Glenn Greenwald

Glenn Greenwald (2014)

Glenn Greenwald (* 6. März 1967 in New York City) ist ein US-amerikanischer Journalist, Blogger, Schriftsteller und Rechtsanwalt. Weltweit bekannt wurde Greenwald, als er die von Edward Snowden im Jahr 2013 übermittelten Dokumente zum streng geheimen NSA-Überwachungsprogramm PRISM aufbereitete und Anfang Juni 2013 in der britischen Tageszeitung The Guardian zusammen mit einem Interview Snowdens veröffentlichte. Aufgrund dieser und folgender Berichte ist er eine der zentralen Figuren der Globalen Überwachungs- und Spionageaffäre. Von Februar 2014 bis Oktober 2020[1] war er als Hauptautor der publizistischen Website The Intercept tätig. Greenwald ist Gründungsmitglied der Freedom of the Press Foundation mit Sitz im Vorstand (Board of Directors).

Leben

Glenn Greenwald wuchs auf im Süden von Florida, wo er mit 17 Jahren erfolglos für den Stadtrat von Lauderdale Lakes kandidierte.[2] In den 1980er Jahren begann Greenwald an der George Washington University ein Bachelor-Studium der Philosophie. Nach dem Abschluss ging er an die Law School der New York University.

Juristische Tätigkeit

1994 bis 1995 arbeitete Greenwald für die renommierte Anwaltskanzlei Wachtell, Lipton, Rosen & Katz in New York und war dort auf Prozessrecht spezialisiert. Nach eigenen Angaben hatte er eine Vielzahl an Angeboten namhafter Kanzleien, entschied sich aber für Wachtell, Lipton, Rosen & Katz, weil diese bereits damals alle Sozialleistungen auch für gleichgeschlechtliche Lebenspartner anbot.[2]

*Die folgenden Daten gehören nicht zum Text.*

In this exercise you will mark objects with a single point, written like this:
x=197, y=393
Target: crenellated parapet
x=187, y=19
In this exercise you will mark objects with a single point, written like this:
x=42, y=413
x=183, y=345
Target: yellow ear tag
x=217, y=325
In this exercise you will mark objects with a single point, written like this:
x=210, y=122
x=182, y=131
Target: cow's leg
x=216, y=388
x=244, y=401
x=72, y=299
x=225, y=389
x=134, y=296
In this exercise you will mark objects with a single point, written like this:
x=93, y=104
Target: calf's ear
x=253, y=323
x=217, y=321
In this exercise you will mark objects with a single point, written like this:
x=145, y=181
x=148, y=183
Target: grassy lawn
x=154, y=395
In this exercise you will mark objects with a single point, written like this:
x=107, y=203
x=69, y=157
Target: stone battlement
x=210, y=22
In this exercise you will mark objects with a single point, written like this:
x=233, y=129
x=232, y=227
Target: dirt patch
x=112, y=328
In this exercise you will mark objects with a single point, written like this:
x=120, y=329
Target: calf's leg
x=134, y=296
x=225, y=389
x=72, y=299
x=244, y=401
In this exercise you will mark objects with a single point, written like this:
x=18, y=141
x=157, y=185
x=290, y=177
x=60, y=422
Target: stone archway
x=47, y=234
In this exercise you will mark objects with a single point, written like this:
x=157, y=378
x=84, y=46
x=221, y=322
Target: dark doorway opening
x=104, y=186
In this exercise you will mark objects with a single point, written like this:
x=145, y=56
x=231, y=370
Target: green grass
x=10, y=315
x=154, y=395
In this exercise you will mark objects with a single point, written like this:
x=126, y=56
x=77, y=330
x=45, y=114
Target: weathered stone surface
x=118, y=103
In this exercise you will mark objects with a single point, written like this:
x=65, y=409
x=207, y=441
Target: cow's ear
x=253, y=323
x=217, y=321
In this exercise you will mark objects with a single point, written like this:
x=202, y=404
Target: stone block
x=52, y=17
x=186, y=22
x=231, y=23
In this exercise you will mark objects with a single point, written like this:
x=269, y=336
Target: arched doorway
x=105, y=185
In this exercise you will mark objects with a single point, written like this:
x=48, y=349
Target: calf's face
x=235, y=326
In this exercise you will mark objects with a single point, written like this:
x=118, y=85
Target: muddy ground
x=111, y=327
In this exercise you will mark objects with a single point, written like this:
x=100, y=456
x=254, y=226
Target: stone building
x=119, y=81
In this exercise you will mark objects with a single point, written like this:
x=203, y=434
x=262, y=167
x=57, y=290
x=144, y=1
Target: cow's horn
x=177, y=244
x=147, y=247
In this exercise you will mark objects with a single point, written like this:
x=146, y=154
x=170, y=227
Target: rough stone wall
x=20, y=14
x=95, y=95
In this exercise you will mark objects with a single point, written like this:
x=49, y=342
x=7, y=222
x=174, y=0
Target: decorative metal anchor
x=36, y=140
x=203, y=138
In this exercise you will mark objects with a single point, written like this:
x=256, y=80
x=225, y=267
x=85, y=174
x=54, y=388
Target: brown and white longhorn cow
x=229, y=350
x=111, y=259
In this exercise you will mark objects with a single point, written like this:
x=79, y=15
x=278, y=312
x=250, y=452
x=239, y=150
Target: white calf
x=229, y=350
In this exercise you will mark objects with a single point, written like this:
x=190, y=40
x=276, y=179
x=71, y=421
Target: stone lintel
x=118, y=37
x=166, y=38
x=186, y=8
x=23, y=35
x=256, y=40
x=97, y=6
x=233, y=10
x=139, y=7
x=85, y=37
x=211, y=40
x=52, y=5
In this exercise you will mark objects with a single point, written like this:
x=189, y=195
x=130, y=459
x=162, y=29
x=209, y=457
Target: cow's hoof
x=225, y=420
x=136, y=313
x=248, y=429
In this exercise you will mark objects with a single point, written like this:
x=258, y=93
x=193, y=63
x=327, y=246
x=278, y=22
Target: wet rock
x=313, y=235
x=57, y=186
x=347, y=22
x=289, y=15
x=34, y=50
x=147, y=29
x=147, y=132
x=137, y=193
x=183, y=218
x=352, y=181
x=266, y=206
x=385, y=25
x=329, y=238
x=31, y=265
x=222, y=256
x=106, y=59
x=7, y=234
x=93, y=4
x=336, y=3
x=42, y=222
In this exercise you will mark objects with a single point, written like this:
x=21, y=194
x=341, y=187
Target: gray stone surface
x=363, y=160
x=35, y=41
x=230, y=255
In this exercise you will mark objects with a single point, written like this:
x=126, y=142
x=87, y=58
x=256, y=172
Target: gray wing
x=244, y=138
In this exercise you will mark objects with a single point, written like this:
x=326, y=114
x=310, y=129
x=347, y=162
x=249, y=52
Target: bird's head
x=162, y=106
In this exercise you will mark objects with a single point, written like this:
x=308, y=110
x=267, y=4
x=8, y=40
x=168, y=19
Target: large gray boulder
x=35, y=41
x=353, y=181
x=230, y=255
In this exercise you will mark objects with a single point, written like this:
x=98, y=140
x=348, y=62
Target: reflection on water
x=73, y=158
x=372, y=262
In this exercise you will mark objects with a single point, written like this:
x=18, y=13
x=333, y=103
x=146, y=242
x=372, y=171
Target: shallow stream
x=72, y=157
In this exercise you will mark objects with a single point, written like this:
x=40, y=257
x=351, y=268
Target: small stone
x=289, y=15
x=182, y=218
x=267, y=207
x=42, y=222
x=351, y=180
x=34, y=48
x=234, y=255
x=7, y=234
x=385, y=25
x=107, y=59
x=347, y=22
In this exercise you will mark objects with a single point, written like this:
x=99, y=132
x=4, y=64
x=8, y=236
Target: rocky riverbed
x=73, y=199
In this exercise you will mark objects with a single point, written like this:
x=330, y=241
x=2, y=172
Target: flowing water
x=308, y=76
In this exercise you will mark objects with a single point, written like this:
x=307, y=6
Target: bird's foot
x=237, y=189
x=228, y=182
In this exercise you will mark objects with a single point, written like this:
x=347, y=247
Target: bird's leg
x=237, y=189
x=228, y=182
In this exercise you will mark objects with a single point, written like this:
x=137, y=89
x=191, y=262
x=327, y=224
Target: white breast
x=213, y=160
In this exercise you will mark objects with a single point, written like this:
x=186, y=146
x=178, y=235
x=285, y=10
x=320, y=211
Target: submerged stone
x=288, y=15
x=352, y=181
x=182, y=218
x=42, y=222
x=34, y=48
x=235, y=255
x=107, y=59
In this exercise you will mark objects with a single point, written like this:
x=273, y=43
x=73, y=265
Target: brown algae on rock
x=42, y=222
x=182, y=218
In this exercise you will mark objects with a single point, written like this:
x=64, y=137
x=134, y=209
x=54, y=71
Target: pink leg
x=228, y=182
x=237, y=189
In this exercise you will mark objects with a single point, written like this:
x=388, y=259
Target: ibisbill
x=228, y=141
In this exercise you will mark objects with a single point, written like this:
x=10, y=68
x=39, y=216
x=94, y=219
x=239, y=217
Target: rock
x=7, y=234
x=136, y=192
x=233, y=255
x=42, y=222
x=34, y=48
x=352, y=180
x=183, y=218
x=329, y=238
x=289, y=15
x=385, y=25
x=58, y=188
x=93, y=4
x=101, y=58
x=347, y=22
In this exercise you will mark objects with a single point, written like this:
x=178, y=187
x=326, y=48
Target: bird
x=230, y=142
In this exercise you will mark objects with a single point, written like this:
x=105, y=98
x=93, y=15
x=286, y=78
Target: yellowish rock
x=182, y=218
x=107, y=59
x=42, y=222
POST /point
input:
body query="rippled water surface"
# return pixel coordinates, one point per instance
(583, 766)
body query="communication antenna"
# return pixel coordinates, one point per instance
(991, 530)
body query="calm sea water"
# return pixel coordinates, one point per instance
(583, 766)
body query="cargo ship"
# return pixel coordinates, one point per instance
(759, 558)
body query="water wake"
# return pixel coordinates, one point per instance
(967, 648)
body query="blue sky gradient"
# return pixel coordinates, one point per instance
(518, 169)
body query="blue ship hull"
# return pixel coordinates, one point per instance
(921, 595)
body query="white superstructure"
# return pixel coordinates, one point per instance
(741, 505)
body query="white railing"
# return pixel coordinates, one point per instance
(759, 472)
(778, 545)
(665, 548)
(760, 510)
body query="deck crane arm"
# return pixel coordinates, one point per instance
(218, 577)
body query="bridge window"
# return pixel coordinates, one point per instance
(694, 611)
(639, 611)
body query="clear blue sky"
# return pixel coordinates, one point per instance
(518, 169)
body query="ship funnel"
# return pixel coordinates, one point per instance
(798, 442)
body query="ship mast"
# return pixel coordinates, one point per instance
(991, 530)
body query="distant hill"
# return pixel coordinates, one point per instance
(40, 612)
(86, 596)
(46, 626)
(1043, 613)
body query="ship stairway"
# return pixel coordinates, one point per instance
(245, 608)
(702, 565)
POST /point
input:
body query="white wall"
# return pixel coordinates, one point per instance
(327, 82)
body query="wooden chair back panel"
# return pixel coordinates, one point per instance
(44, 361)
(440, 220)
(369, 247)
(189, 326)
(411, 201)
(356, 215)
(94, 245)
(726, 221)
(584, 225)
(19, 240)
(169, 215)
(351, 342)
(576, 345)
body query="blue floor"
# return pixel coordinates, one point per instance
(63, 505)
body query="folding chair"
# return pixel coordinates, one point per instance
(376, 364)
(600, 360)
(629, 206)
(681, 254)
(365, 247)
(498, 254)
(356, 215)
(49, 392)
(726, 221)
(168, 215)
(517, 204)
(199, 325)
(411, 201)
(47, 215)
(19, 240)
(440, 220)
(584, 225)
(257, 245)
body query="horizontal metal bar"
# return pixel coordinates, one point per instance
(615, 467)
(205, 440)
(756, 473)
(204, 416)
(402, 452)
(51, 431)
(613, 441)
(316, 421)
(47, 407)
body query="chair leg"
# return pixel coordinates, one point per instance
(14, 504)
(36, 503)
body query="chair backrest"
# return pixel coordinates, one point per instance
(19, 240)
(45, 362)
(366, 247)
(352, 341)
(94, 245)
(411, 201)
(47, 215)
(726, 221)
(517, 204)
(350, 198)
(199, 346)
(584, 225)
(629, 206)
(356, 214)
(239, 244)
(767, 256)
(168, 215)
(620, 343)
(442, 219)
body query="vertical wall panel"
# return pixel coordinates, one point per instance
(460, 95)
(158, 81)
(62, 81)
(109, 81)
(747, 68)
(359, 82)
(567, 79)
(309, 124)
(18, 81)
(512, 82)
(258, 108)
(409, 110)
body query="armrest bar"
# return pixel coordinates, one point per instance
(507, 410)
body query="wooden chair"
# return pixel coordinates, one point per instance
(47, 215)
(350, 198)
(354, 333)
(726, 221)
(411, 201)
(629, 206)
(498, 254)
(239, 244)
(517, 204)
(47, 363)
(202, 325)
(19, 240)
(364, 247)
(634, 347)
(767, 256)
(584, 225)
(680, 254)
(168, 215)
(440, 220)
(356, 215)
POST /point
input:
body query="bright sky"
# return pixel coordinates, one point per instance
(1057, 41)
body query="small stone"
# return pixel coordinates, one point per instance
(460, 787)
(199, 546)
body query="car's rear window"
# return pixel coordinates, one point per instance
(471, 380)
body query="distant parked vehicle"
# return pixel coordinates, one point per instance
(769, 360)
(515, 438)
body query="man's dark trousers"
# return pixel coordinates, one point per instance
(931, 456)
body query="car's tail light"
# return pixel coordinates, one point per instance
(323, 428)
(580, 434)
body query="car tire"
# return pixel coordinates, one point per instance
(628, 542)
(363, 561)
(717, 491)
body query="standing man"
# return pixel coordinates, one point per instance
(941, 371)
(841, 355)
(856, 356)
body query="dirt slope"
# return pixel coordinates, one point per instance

1996 gründete er mit befreundeten Kollegen die Kanzlei Greenwald, Christoph & Holland (später Greenwald Christoph PC) und behandelte Fälle, welche Verfassungs- oder Bürgerrechte von US-Bürgern tangierten. 2005 hörte Greenwald auf zu praktizieren, nach eigenen Angaben, weil er sich insbesondere vom Schreiben zu politischem Geschehen einen größeren Einfluss auf die Gesellschaft erhoffte. Zudem gab er an, nicht weiter auf die Einkünfte seiner Kanzlei angewiesen und von Prozessen gelangweilt zu sein.[3]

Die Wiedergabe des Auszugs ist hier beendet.